Les appelantes produisent un arrêté préfectoral en date du 18 juillet 2025 ordonnant la fermeture de l'établissement à l'enseigne Les délices de [Localité 5]. Il est exposé que les denrées alimentaires sont manipulées dans des locaux mal aménagés, malaisés à nettoyer ou à désinfecter, avec des revêtements souillés ; que le personnel utilise des ustensiles et du matériel sales et souillés pouvant contaminer les denrées alimentaires ; que les manipulateurs de denrées nues ne peuvent procéder à un lavage hygiénique de leurs mains et que le personnel n'a aucune maîtrise des bonnes pratiques d'hygiène notamment.

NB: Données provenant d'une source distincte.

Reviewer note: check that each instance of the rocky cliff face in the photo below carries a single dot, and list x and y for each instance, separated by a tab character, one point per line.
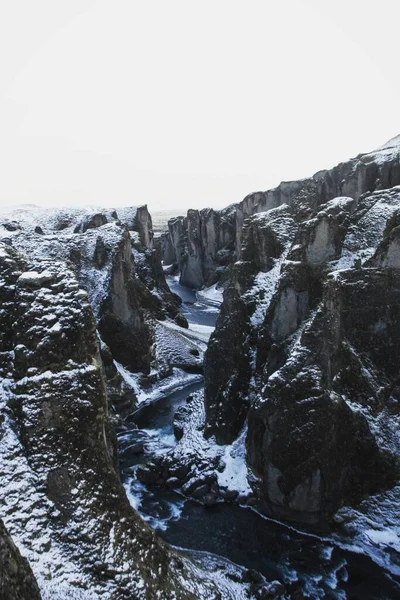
206	241
62	500
318	290
16	577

Il en résulte suffisamment que les locaux, certes vétustes, sont exploités contrairement à ce que soutiennent les appelantes et que la méconnaissance des règles sanitaires ou la présence d'ustensiles souillés ou sales est du seul fait de l'exploitant des lieux. Le rapport d'inspection mentionne (point C05) une gestion de l'eau propre et de l'eau potable conforme ce qui dément l'absence d'eau alléguée. Les denrées alimentaires sont en revanche non protégées, la congélation étant à -2,2° C au lieu de -18° C.
Par conséquent, le non-paiement des redevances et charges par Mme [F] est fautif et les conditions d'acquisition de la clause résolutoire se sont trouvées réunies à la date du 15 février 2025.
Dès lors, c'est à bon droit qu'il a été constaté l'acquisition de la clause résolutoire par l'effet du commandement de payer visant la clause résolutoire, avec toutes conséquences de droit, notamment l'expulsion.
Par des motifs pertinents que la cour approuve entièrement, le premier juge a dit que l'indemnité d'occupation serait due, à compter de la résiliation, soit le 16 février 2025, in solidum par Mme [F] qui est la locataire gérante et par la société Les délices de Moriah qui exploite en réalité le fonds de commerce.
La décision n'est pas critiquée en ce qu'elle a considéré que la clause prévoyant que l'indemnité d'occupation serait égale au double du montant de la redevance se heurtait à une contestation sérieuse.
L'ordonnance sera confirmée de ces chefs.
Le quantum retenu par le premier juge n'est pas critiqué et il n'est pas fait état d'erreurs dans les sommes déduites, mais Mme [E] sollicite son actualisation au 15 novembre 2025.
En vertu du deuxième alinéa de l'article 835 précité, le juge des référés peut, dans les cas où l'existence de l'obligation n'est pas sérieusement contestable, accorder une provision au créancier.
Cependant, alors que le contrat de location-gérance est résilié depuis le 15 février 2025, l'ordonnance entreprise a fixé à titre provisionnel l'indemnité d'occupation due in solidum par Mme [F] et la société Les délices de Moriah à compter de la résiliation du contrat de location gérance, soit du 16 février 2025 et jusqu'à la libération effective des lieux et la remise des clés, à une somme égale au montant de la redevance contractuelle, outre les taxes, charges et accessoires.
Il en résulte que l'appelante incidente dispose déjà d'un titre exécutoire jusqu'à la libération des lieux par la remise des clés ou l'expulsion.